5 of 436 comments (clear)

  1. Freaking PDF files. by Anonymous Coward · · Score: 5, Informative

    Freaking PDF files. Link to a version translated into HTML. By the time this goes live, maybe the FTP will be slashdotted, too. Thanks, Google.

    I suppose I should make a comment. Okay, here it is: looks like users are still the weakest link in security. Whoever said that social engineering was the ultimate hack is a genius.

  2. Google by Mz6 · · Score: 5, Informative
    --
    Hmmm.
  3. Re:Consonant-Vowel Method by joelhayhurst · · Score: 5, Informative

    There is also a unix utility called APG (Automated Password Generator) which will create pronounceable gibbrish passwords to your specifications. I usually use that, find one I like, then replace a few letters with l33t-speak numbers (to think, it has a use...).

  4. Alternative to memnonics -- pronounceables by 0x0d0a · · Score: 5, Informative

    I occasionally like memnonic passwords, but another good alternative is a randomly-generated but pronounceable password. It turns out that we're much better at remembering passwords that we can pronounce. (Where "Voolakun5" is pronounceable and "zqx17yvy" is not).

    FIPS-181 describes a NIST-endorsed system for producing pronounceable passwords.

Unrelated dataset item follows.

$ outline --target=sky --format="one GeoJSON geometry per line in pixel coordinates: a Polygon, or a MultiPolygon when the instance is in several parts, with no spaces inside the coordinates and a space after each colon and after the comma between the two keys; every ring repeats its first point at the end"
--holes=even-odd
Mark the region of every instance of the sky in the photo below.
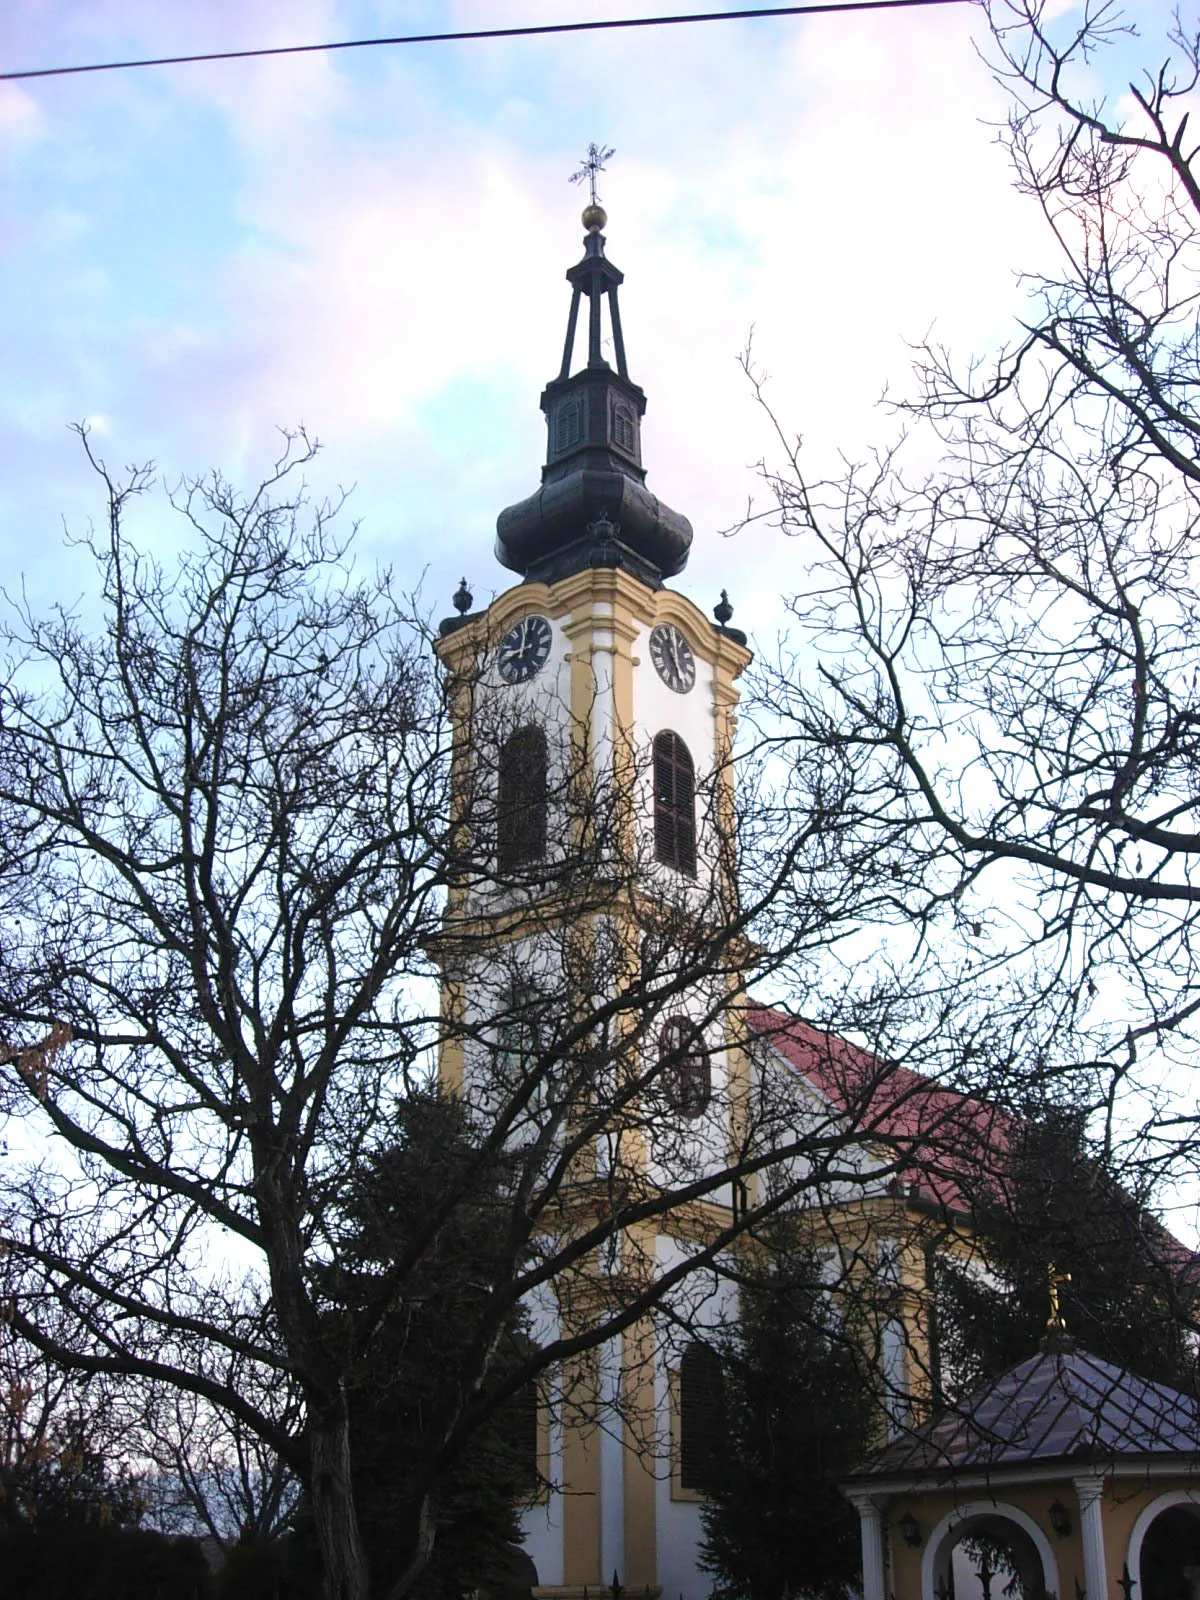
{"type": "MultiPolygon", "coordinates": [[[[718,10],[730,0],[0,0],[0,64],[718,10]]],[[[1052,0],[1062,26],[1079,8],[1052,0]]],[[[1171,0],[1137,0],[1149,34],[1171,0]]],[[[102,520],[70,424],[166,484],[252,487],[278,429],[353,490],[359,559],[434,619],[512,581],[497,513],[533,492],[538,396],[582,253],[589,142],[624,271],[649,487],[695,529],[675,586],[770,653],[811,552],[764,524],[778,455],[755,361],[818,475],[895,436],[912,346],[1011,337],[1054,265],[997,142],[972,5],[354,50],[0,83],[0,589],[89,604],[102,520]]],[[[1153,44],[1096,65],[1120,92],[1153,44]]],[[[143,541],[178,538],[161,500],[143,541]]]]}
{"type": "MultiPolygon", "coordinates": [[[[663,9],[5,0],[0,60],[663,9]]],[[[601,199],[649,486],[695,528],[678,586],[706,609],[727,588],[773,638],[805,552],[722,534],[775,449],[738,365],[751,335],[784,428],[828,468],[892,436],[880,397],[911,392],[914,342],[993,348],[1047,258],[980,39],[962,5],[0,84],[0,582],[39,607],[86,592],[62,535],[103,509],[69,431],[88,419],[110,465],[247,487],[303,423],[317,490],[353,487],[361,559],[435,616],[460,576],[477,603],[506,587],[495,518],[538,483],[581,254],[568,180],[594,140],[616,152],[601,199]]],[[[143,516],[172,537],[160,506],[143,516]]]]}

There is a GPLed FIPS-181 implementation here.

    Sample run:

    $ apg
    dyijenuloa
    bifliecar
    yishjied&
    IfHydrovia
    yutsOlg/
    DipUkcat


    APG is a lot more sophisticated than this, and allows you to do a lot of tweaking of the types of passwords it outputs, print pronunciation guides. It's a good tool, IMHO, for security-conscious types to have around.

    For Fedora Core 2 users, Red Hat does not package apg in the base distribution, but it is available from freshrpms.

  5. Re:Length vs randomness by pyro_peter_911 · · Score: 5, Informative
    One area I'd like to see would be strength of a password in terms of randomness, requireing use of characters, etc. vs length. Is an 8 character password with a punctuation mark better than a 10 character pasword with all lower case characters? If so, by how much?


    An 8 character password using unique upper case, lower case, digits and punctuation has about 94 different characters. If we picked a random 8 character password from this we would have:


    94_P_8 = 94! / (94 - 8)! = 94! / 86! = 94 * 93 * 92 * 91 * 90 * 89 * 88 * 87 = 4.4x10^15 permutations


    A 10 character password using only unique 26 lower case characters has:


    26_P_10 = 26! / (26-10)! = 26! / 16! = 1.9x10^13 permutations.


    So, the 8 character password using all characters is about 200 times more difficult to brute force than the 10 character password only using lower case characters.